Alba Distribution is closing up shop. They were fairly small Western Canada distributor based in Squamish, and had niche brands like Formula, EXT, OChain, Revgrips, Dyedbro. Sucks because they did all the actual EXT fork and shock damper service work, which all the LBS's just farm out to them.
Will be interesting to see the breadth of impacts on this one. Which major bike/outdoor companies products are using lycra materials? Disruption to the root of textile supply chain is whopper.
impact will be pretty big not just in the bike industry. competitive swimsuits use it, yoga pants too.
Lycra is a name brand of elastane, also known as spandex, and they also have a few other technical fibers or treatments in their portfolio, such as Coolmax. I doubt the bankruptcy will have much of an impact beyond the immediate disruption, as there's no shortage of companies that make an equivalent fiber, both on the affordable and premium end.
They also went through some kind of default in 2022 so this isn't their first bump in the road.
It's also big enough and widespread enough that even if Lycra is no more and the company gets torn to shreds, the IP (both branding and tech) is valuable enough it'll end up somewhere in short order. I doubt we'll see much of an impact on the consumer end.
Just added a new post to my substack for those interested.
Here is the synopsis...
The Bad (mostly covered here)
• The factories in Taiwan are getting way fewer orders.
• Canyon full year 2025: revenue down 7%, EBITDA down 34%
• Knolly news (see above) - one thing I didn't mention is the mechanics here. Getting your LOC called sucks, and it extra sucks when your business has been contracting. I do wonder what the business actually looks like, how big the delta was (how much cash did they need) and if they were forecasting a profitable year. I guess we'll see what happens from here...
• Lycra (see above)
• Worst winter in 30+ years across Colorado/Utah. Vail revenue down 4.7%. Alterra's CEO bounced with no explanation (but I think we know...lol)
Consumer & Macro
• Tariffs on Chinese-origin bikes now stack to roughly 56% (big impact for e-bikes and certain manufacturers like Santa Cruz).
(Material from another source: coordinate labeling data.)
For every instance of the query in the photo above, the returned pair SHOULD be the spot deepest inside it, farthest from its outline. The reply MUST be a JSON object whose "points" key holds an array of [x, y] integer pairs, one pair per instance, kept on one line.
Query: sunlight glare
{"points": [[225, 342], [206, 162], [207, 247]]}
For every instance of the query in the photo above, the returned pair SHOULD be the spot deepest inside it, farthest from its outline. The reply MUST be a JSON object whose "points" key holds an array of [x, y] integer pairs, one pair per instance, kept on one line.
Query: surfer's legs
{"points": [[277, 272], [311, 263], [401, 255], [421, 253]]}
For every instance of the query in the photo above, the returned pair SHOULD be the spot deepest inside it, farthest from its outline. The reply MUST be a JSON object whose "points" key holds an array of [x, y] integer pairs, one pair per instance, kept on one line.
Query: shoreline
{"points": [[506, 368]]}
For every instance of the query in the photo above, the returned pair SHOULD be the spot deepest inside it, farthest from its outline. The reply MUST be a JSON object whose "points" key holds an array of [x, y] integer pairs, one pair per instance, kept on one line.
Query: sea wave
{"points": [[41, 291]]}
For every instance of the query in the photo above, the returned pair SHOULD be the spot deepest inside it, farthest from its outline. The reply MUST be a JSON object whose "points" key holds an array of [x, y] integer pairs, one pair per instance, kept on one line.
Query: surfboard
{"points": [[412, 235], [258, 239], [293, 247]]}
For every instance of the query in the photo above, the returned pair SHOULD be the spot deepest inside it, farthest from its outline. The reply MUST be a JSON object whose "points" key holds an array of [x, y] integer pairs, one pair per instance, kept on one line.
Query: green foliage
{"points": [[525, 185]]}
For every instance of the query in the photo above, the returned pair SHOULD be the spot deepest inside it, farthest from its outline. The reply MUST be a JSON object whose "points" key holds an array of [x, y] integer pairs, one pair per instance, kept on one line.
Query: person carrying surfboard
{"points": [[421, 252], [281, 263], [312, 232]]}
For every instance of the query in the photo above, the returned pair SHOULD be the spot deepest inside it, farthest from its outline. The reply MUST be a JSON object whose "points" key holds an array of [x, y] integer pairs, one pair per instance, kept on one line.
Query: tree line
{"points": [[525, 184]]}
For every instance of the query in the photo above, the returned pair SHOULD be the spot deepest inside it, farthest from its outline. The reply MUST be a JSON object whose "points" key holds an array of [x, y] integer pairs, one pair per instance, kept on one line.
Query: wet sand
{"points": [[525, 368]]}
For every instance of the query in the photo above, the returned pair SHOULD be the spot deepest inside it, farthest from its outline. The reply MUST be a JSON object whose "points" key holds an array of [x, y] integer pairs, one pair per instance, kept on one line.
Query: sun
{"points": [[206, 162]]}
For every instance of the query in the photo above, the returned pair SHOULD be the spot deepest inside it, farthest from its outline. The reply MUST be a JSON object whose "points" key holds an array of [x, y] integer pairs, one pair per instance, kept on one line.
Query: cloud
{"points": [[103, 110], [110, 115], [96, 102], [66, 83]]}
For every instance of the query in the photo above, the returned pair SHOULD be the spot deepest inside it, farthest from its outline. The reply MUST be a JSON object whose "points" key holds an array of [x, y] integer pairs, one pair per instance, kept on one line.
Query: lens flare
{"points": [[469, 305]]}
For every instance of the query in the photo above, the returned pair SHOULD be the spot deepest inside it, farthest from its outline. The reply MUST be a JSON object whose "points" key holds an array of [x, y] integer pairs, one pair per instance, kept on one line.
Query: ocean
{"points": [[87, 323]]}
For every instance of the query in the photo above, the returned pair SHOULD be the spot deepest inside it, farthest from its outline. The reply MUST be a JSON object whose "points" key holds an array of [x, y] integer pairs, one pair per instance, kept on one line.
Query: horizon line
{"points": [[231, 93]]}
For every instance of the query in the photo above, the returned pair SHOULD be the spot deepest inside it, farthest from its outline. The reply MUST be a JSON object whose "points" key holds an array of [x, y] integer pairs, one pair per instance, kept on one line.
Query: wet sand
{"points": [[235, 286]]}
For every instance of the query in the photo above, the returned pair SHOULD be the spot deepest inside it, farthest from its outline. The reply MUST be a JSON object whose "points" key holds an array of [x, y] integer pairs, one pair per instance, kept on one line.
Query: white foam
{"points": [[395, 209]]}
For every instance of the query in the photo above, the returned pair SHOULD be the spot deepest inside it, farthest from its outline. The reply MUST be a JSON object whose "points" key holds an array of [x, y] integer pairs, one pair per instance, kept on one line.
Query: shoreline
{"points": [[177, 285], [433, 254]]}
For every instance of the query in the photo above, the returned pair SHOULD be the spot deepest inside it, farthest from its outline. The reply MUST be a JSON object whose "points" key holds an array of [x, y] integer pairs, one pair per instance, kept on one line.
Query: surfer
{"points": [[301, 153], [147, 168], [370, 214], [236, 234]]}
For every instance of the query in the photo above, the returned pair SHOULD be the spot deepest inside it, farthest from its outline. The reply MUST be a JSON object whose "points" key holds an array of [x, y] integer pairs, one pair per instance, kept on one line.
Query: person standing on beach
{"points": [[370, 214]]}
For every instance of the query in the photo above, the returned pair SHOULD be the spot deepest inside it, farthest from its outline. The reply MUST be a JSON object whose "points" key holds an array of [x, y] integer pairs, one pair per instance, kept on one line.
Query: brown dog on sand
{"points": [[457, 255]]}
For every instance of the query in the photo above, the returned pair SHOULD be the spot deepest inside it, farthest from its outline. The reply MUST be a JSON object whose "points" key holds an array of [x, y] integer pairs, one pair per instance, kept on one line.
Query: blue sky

That's base duty + Section 301 + the new Section 122 surcharge
• Oil is up 30% this year because of the Iran situation.
• The dollar got weaker against the euro (~4.5%) so European-sourced parts cost more. It got stronger against the Taiwan dollar (~4%) (good news!) so frames from Taiwan are actually slightly cheaper.
"• Tariffs on Chinese-origin bikes now stack to roughly 56% (big impact for e-bikes and certain manufacturers like Santa Cruz). That's base duty + Section 301 + the new Section 122 surcharge"
For those of us who weren't following the tariff picture closely until recently, can you give me an idea of how that compares to 2024 or earlier? In other words, is the total 56% tariff stack compared to 0% in 2024, or were there already some minor tariffs in place that reduce the delta?
Either way, the point should be somewhat moot as we should all be getting our big fat tariff dividend checks soon.😉
I just spun this up; gives you some idea where we might be.
Just read “Greedheads” on your Substack.
Holy hell…
Yeah, read your email blast of it. Very interesting read (and sad as a skier). Shocking how little percentage summer operations count for (<10%)... that explains why there are so few bike parks in the US.